Rare is better than perfect
When the wave of UX bootcamp graduates started showing up, some experienced designers got defensive. They worried the craft was being diluted — that someone who learned UX in 12 weeks couldn’t possibly understand the depth of the field.
And to be fair, some of those concerns are valid. There’s a reason we don’t let people become surgeons after a bootcamp. But this isn’t surgery, this is product design. We need creativity — and creativity thrives on variety.
People who come from architecture, psychology, or journalism bring fresh perspectives. They arrive with different ways of seeing problems and that’s exactly what this discipline needs.
You might be a decent designer with solid presentation skills. Or a passable writer who understands business strategy. Or a mid-level developer who’s also great at user interviews. None of those things alone will blow minds. But together they make you hard to replace.

Carl Sagan wasn’t the most groundbreaking scientist. He also wasn’t the most charismatic speaker. But he was exceptional at the intersection of both. He made people care about space by blending science and storytelling.
The idea that you need to be world-class at something to be valuable is a lie. What makes you valuable is how your skills fit together — a set of abilities that may be average on their own, but when combined, make you rare and useful.
I’ve always respected the deep-craft designers — the ones who know every typographic nuance and every accessibility guideline. But the more chaotic product development becomes, the harder it is to justify sticking to one narrow area of expertise.
The age of the specialist is over
AI it’s not just changing tools. It’s changing how we think about value. For me, that’s meant letting go of the idea that I need to be “the best” at any one thing. I’ve stopped chasing titles or mastering single tools.
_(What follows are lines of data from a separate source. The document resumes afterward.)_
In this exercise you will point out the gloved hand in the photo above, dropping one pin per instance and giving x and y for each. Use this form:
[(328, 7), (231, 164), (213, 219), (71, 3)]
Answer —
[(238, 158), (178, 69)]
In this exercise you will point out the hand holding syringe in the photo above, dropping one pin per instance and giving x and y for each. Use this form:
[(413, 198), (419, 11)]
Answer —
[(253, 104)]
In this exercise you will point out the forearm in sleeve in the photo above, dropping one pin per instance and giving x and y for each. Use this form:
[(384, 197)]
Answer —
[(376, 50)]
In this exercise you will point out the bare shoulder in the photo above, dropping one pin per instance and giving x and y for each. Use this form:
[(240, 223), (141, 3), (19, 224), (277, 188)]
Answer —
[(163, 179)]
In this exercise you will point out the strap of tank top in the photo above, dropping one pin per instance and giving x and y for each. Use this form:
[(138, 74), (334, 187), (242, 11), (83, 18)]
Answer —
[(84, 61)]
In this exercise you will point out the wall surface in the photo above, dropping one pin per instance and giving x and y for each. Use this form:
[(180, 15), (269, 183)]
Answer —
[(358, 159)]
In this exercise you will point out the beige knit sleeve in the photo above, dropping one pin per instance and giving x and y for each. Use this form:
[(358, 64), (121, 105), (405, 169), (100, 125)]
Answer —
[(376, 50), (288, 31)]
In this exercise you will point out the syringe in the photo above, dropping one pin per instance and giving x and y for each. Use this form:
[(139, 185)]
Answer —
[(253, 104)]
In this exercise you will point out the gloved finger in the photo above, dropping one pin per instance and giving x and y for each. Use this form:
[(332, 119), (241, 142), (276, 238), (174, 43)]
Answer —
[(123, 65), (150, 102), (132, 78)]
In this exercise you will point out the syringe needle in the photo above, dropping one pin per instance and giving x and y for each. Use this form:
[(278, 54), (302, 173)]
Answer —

Instead, I’ve been investing in range.
Flexibility is what keeps you relevant. Not your job title. Not your tool stack.
We’re not in the age of the specialist anymore. We’re in a time when the boundaries between disciplines are blurring. The most valuable people today aren’t the ones who go deep — they’re the ones who can think across domains.
If AI is automating everything predictable, then the only way to stay relevant is to become unpredictable.